Сева мгновенно вскочил, загремев партой. Лесничий тут же схватил пистолет и выстрелил, сбив плафон, осколки стекла полетели в разные стороны, кто-то из женщин вскрикнул и снова воцарилась тишина.
— Хватит болтать, перехожу к делу. Итак, повторяю для особо упертых, никаких переходов тут нет. Михалыч если что и разгадал, так унес эту тайну с собой, он шельма, узнал о моих делах, ну он за это и поплатился. Чего я хочу, значит. Даю вам времени до вечера, вы все собираете шмотки, ежели надо, мне этого добра не жалко, и проваливаете из этой деревни на все четыре стороны. Кусок леса, накрытый полем двух работающих генераторов, весьма лакомый кусочек для торговли, он вполне покроет убытки, которые я понес за эти годы. На этом, пожалуй, и все.
— Но, Андрей! Ты же выгоняешь нас на улицу, — плачущим голосом начала Анна. — Ты же обещал, что мы останемся тут. Крути свои дела, если тебе надо. А там и детей сразу отберут, отправят по детским домам, и мы все сядем за то, что их украли.
— А я передумал. Вон Витеньке спасибо скажите, он вчера на работу поехал и за каким-то лешим прихватил долговязого с собой. Не знаю, где они там валандались, только утром менты приезжали. Покрутились, покрутились да назад уехали. Тут такие мощности, что плевать на ментов я хотел.
— Ты ж от будки с нами приехал, домой пошел, откуда знаешь, что полиция приезжала? Помощничка, никак, заимел? — спросил Виктор.
— Не твое дело, — зло бросил Афанасьич. — Считай, что птичка на хвосте принесла, их в лесу пруд пруди.
— Андрей, ну хоть малышей пожалей, я с ними тут поживу, ну хоть какое-то время, — со слезами на глазах продолжала упрашивать Анна.
— Да плевать мне на все это отродье, родились у непутевых родителей, пускай и выживают как могут, я им в няньки не нанимался.

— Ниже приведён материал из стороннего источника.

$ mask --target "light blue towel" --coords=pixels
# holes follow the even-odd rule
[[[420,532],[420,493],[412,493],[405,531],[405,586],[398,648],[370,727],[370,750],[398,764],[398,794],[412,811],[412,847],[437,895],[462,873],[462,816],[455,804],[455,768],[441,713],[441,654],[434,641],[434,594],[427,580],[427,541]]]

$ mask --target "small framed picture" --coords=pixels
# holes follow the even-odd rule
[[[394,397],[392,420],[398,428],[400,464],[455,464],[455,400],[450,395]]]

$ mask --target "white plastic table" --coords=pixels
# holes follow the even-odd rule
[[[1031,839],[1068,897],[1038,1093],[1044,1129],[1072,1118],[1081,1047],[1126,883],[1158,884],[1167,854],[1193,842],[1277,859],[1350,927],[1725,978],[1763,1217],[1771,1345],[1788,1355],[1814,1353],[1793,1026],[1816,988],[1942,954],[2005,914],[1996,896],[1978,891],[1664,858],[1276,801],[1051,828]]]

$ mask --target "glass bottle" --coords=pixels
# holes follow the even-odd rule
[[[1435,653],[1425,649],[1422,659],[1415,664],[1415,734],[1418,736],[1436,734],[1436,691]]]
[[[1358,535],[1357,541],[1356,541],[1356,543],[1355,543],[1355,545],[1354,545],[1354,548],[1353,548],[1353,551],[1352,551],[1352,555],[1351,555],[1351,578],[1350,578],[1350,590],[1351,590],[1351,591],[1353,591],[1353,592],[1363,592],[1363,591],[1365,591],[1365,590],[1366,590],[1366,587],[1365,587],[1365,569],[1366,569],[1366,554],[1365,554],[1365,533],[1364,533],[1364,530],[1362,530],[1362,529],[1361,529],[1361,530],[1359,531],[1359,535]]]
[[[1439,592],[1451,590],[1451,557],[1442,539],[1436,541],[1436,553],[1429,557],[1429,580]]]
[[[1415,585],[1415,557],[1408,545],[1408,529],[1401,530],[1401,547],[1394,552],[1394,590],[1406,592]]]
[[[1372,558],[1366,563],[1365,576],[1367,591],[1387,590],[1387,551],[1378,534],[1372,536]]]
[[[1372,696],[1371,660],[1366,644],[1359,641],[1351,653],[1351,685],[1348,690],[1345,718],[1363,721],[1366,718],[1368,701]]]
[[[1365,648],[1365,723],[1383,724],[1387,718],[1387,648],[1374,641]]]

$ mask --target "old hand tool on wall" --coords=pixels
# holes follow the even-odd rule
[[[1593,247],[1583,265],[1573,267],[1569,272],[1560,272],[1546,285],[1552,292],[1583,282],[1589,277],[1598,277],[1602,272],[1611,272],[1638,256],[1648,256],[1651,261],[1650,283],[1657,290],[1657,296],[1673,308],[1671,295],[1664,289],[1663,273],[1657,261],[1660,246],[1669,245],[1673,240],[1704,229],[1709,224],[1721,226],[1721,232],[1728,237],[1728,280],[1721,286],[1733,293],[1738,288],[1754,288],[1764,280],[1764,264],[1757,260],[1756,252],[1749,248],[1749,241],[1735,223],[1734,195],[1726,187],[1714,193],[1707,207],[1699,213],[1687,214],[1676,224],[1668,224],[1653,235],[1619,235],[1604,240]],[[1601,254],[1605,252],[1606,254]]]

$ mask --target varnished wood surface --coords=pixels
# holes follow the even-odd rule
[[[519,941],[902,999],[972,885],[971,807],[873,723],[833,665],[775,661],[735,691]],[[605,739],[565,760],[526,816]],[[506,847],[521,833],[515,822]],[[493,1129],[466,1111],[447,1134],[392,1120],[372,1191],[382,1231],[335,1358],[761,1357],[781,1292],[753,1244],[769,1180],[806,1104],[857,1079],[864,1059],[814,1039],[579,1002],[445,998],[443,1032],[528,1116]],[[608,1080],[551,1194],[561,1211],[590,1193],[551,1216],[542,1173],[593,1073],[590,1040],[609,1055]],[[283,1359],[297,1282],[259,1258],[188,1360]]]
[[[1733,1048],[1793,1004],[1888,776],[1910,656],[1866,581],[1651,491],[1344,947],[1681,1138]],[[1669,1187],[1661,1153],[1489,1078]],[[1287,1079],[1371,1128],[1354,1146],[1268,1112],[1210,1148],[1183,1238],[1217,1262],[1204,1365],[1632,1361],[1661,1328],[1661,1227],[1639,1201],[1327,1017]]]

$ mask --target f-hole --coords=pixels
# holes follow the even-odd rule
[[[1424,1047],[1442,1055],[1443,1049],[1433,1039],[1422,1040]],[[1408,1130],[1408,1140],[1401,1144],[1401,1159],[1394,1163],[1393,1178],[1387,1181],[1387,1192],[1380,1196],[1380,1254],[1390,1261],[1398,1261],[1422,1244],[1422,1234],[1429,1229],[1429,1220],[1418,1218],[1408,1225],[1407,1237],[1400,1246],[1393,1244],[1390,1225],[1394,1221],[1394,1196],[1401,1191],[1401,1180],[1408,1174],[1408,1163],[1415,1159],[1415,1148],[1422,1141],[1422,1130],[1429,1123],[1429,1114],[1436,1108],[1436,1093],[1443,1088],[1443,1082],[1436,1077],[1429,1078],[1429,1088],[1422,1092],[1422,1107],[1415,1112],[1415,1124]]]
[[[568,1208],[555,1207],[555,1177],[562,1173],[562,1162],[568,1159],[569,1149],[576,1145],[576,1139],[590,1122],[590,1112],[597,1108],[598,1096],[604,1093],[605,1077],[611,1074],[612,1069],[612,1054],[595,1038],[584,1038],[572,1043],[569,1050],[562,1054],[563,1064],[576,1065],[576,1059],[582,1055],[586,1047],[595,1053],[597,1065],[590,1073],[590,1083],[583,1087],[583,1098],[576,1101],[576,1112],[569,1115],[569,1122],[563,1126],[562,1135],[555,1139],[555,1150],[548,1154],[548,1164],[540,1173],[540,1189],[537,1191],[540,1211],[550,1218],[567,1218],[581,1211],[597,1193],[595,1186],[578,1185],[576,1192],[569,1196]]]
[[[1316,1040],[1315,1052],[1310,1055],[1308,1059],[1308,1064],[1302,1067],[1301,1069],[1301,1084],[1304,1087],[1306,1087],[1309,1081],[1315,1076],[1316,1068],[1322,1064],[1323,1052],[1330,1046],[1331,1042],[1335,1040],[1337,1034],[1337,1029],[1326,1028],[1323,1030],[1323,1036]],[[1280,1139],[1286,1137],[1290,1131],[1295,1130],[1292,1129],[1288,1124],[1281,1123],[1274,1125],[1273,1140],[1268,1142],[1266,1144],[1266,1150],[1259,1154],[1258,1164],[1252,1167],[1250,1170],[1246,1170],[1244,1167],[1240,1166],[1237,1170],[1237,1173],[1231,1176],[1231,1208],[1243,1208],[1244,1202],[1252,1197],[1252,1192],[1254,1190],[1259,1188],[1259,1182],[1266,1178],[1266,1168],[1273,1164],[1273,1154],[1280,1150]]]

Сева все-таки не выдержал, огромным прыжком он выскочил из-за парты на потерявшего бдительность Афанасьича, ударил его в живот, в пах и ногой отшвырнул подальше выпавший из рук пистолет. Тот заорал что есть мочи, поливая всех отборной бранью, свалился на пол, и остальные мужчины уже приготовились кинуться на помощь юноше. Но внезапно в кабинет черным вихрем влетел зверь и со злобным рычанием кинулся Севе на спину, в мгновение ока прочертил когтистыми лапами кроваво-красные полосы и теперь тянулся разинутой пастью, стараясь достать до шеи. В кабинете началась паника, сидевшие у двери вмиг выскочили в коридор, другие сгрудились у дальней стены, третьи упорно дергали за ручки заклеенные на зиму окна. Зверь уже не рычал, он истошно скулил, но продолжал сжимать зубы на шее у Севы, а тот изо всех сил пытался дотянуться до пистолета. В этой суматохе, Юля на миг потерялась в голосах, но через секунду ее органы чувств обострились и, инстинктивно, даже не понимая, что выдает себя, она протянула ладонь вперед и выкрикнула:
— Хаэрэ! Маи ки ахау!
Как и в прошлый раз, зверь отчаянно взвизгнул, отскочил в сторону, но не бросился бежать. Пригнув голову к полу, он быстро подбежал к Юле, ткнулся мордой в протянутую ладонь и встал перед ней, высунув язык и виновато поскуливая. Зверь тяжело дышал, и Юля чувствовала, что его мозг сейчас является полем боя между ней и Женькой. Только Женя, судя по всему, находился где-то за пределами школы, вопли Афанасьича небось до самого озера разносились. Трус! Юля выкрикнула это слово мысленно, и с яростью вытолкнула юнца из головы зверя. Тот притих и теперь недовольно уставился на лесничего. Наконец девушка огляделась, взгляды всех находившихся в помещении обратились на них, все не отрываясь, — кто с неподдельным восхищением, кто с откровенным страхом, кто с нескрываемой ненавистью, — смотрели на хрупкую невысокую девушку и страшного зверя, вмиг превратившегося в верного защитника. Первым опомнился Афанасьич.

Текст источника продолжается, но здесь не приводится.